You can get the individual state of each qubit as long as they don't get entangled. For example, you cannot write the Bell state $|00\rangle+|11\rangle$ (normalized) as a tensor product. Therefore, in this case, you cannot get the individual state of each qubit.
For your example, you can get the individual states. I would do it by doing all operations to the tensor product of all three qubits and then just extracting the state of each qubit from the final state. I'm not going to do all of this since that calculation can be found in the Qiskit textbook section linked below.

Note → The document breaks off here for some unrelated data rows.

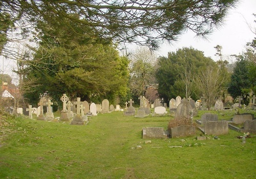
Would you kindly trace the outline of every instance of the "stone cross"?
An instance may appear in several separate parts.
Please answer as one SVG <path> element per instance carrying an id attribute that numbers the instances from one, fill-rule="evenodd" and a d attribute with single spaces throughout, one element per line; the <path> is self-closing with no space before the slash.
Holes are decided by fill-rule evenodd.
<path id="1" fill-rule="evenodd" d="M 40 115 L 43 115 L 44 113 L 43 113 L 43 109 L 42 109 L 42 106 L 44 106 L 46 105 L 46 102 L 45 102 L 45 100 L 42 98 L 41 98 L 40 99 L 40 101 L 39 103 L 37 103 L 37 105 L 38 106 L 40 106 Z"/>
<path id="2" fill-rule="evenodd" d="M 46 104 L 47 105 L 47 111 L 48 113 L 51 113 L 51 105 L 53 104 L 53 103 L 51 102 L 51 100 L 48 99 L 47 102 L 46 103 Z"/>
<path id="3" fill-rule="evenodd" d="M 63 102 L 63 110 L 67 110 L 66 103 L 69 100 L 69 98 L 66 96 L 66 94 L 63 94 L 63 96 L 60 98 L 60 100 Z"/>
<path id="4" fill-rule="evenodd" d="M 32 105 L 29 105 L 29 108 L 26 109 L 26 110 L 27 111 L 29 111 L 29 118 L 33 119 L 32 114 L 33 111 L 34 111 L 35 110 L 35 109 L 32 109 Z"/>
<path id="5" fill-rule="evenodd" d="M 130 107 L 133 107 L 133 103 L 134 103 L 134 101 L 133 101 L 132 99 L 130 99 L 130 101 L 128 101 L 128 103 L 130 103 Z"/>
<path id="6" fill-rule="evenodd" d="M 71 111 L 71 107 L 73 106 L 73 104 L 71 103 L 71 101 L 68 101 L 66 106 L 68 107 L 68 112 L 70 113 L 70 111 Z"/>
<path id="7" fill-rule="evenodd" d="M 140 107 L 142 107 L 142 96 L 140 96 L 138 99 L 140 100 Z"/>
<path id="8" fill-rule="evenodd" d="M 76 101 L 74 102 L 74 104 L 76 105 L 76 115 L 80 115 L 80 105 L 81 104 L 81 98 L 77 98 Z"/>

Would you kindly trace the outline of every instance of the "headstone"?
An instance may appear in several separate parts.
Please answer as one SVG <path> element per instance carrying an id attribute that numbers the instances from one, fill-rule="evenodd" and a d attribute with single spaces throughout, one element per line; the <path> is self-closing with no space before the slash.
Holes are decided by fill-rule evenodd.
<path id="1" fill-rule="evenodd" d="M 32 114 L 32 111 L 33 111 L 33 109 L 32 109 L 32 105 L 29 105 L 29 108 L 27 108 L 26 110 L 29 111 L 29 118 L 33 119 L 33 116 Z"/>
<path id="2" fill-rule="evenodd" d="M 172 98 L 169 101 L 169 107 L 170 111 L 175 111 L 177 108 L 176 101 L 173 98 Z"/>
<path id="3" fill-rule="evenodd" d="M 133 106 L 133 103 L 134 103 L 134 101 L 131 99 L 128 103 L 130 103 L 130 106 L 126 111 L 124 111 L 123 115 L 125 116 L 135 115 L 135 108 Z"/>
<path id="4" fill-rule="evenodd" d="M 256 134 L 256 120 L 246 120 L 244 123 L 244 132 Z"/>
<path id="5" fill-rule="evenodd" d="M 176 101 L 176 106 L 178 107 L 178 106 L 180 104 L 180 103 L 181 102 L 181 98 L 180 97 L 180 96 L 178 96 L 177 97 L 176 97 L 176 99 L 175 100 L 175 101 Z"/>
<path id="6" fill-rule="evenodd" d="M 202 125 L 204 125 L 206 122 L 218 121 L 218 115 L 211 113 L 205 113 L 201 117 Z"/>
<path id="7" fill-rule="evenodd" d="M 17 113 L 19 114 L 20 115 L 23 114 L 23 108 L 22 107 L 18 107 L 17 108 Z"/>
<path id="8" fill-rule="evenodd" d="M 187 100 L 181 102 L 177 106 L 175 112 L 175 118 L 190 118 L 193 114 L 193 109 L 189 102 Z"/>
<path id="9" fill-rule="evenodd" d="M 103 113 L 109 113 L 110 111 L 110 102 L 108 100 L 105 99 L 101 102 L 102 105 L 102 111 Z"/>
<path id="10" fill-rule="evenodd" d="M 156 99 L 154 101 L 154 108 L 161 106 L 161 102 L 159 99 Z"/>
<path id="11" fill-rule="evenodd" d="M 84 114 L 87 114 L 90 111 L 90 105 L 89 103 L 87 101 L 84 101 L 82 102 L 82 106 L 84 107 L 83 109 L 83 113 Z"/>
<path id="12" fill-rule="evenodd" d="M 74 117 L 74 114 L 73 111 L 71 110 L 71 107 L 73 106 L 73 104 L 70 101 L 68 101 L 68 103 L 66 104 L 67 107 L 68 107 L 68 115 L 69 118 L 73 118 Z"/>
<path id="13" fill-rule="evenodd" d="M 53 113 L 52 113 L 52 109 L 51 105 L 53 104 L 53 103 L 51 102 L 50 99 L 48 99 L 47 102 L 46 103 L 47 105 L 47 112 L 46 113 L 46 119 L 47 120 L 51 120 L 54 119 L 54 116 Z"/>
<path id="14" fill-rule="evenodd" d="M 221 100 L 218 99 L 214 105 L 215 110 L 222 110 L 223 109 L 223 103 Z"/>
<path id="15" fill-rule="evenodd" d="M 110 106 L 110 111 L 111 112 L 114 111 L 114 106 L 113 105 L 113 104 L 111 104 Z"/>
<path id="16" fill-rule="evenodd" d="M 37 119 L 38 120 L 45 120 L 45 118 L 43 113 L 43 106 L 46 105 L 46 101 L 43 98 L 41 98 L 38 105 L 40 106 L 40 114 L 38 115 Z"/>
<path id="17" fill-rule="evenodd" d="M 228 133 L 227 121 L 208 121 L 204 124 L 204 133 L 207 135 L 223 135 Z"/>
<path id="18" fill-rule="evenodd" d="M 92 103 L 90 105 L 90 112 L 93 116 L 97 116 L 97 109 L 95 103 Z"/>
<path id="19" fill-rule="evenodd" d="M 196 108 L 196 102 L 195 102 L 195 101 L 190 98 L 190 100 L 188 101 L 189 101 L 189 104 L 191 105 L 191 107 L 192 107 L 192 108 Z"/>
<path id="20" fill-rule="evenodd" d="M 142 128 L 143 139 L 166 139 L 163 127 L 147 127 Z"/>
<path id="21" fill-rule="evenodd" d="M 69 98 L 66 94 L 63 94 L 63 96 L 60 98 L 60 100 L 63 102 L 63 109 L 61 111 L 59 120 L 60 121 L 69 121 L 69 114 L 66 106 L 67 102 L 69 101 Z"/>
<path id="22" fill-rule="evenodd" d="M 97 113 L 101 112 L 102 110 L 101 104 L 96 104 L 96 111 Z"/>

From the Qiskit textbook section where you got that circuit from (3.5.6), you can see that the final state is the following. (I just adapted the qubit ordering and indexing so that it is $|q_2q_1q_0\rangle$).
$$
\frac{1}{\sqrt{2}}\left(|0\rangle+\exp\left(\frac{2\pi i}{2}q_2 + \frac{2\pi i}{2^2}q_1 + \frac{2\pi i}{2^3}q_0\right)|1\rangle\right) \otimes \frac{1}{\sqrt{2}} \left(|0\rangle + \exp\left( \frac{2\pi i}{2}q_1 + \frac{2\pi i}{2^2}q_0 \right)|1\rangle\right) \otimes \frac{1}{\sqrt{2}} \left(|0\rangle + \exp\left( \frac{2\pi i}{2}q_0\right)|1\rangle\right)
$$
Therefore, the state of $q_0$ is $$\frac{1}{\sqrt{2}} \left(|0\rangle + \exp\left( \frac{2\pi i}{2}q_0\right)|1\rangle\right)$$
The state of $q_1$ is
$$\frac{1}{\sqrt{2}} \left(|0\rangle + \exp\left( \frac{2\pi i}{2}q_1 + \frac{2\pi i}{2^2}q_0 \right)|1\rangle\right)$$
And the state of $q_2$ is
$$
\frac{1}{\sqrt{2}}\left(|0\rangle+\exp\left(\frac{2\pi i}{2}q_2 + \frac{2\pi i}{2^2}q_1 + \frac{2\pi i}{2^3}q_0\right)|1\rangle\right)
$$
Plugging in the values for your initial state, you will get the final state for each qubit.
Edit
In the above, qubits $q_0$ and $q_2$ are not swapped. Thus, in reality, the final state of the qubits would be the other way. $q_0$ would be in the state of $q_2$ and viceversa. And $q_1$ remains the same.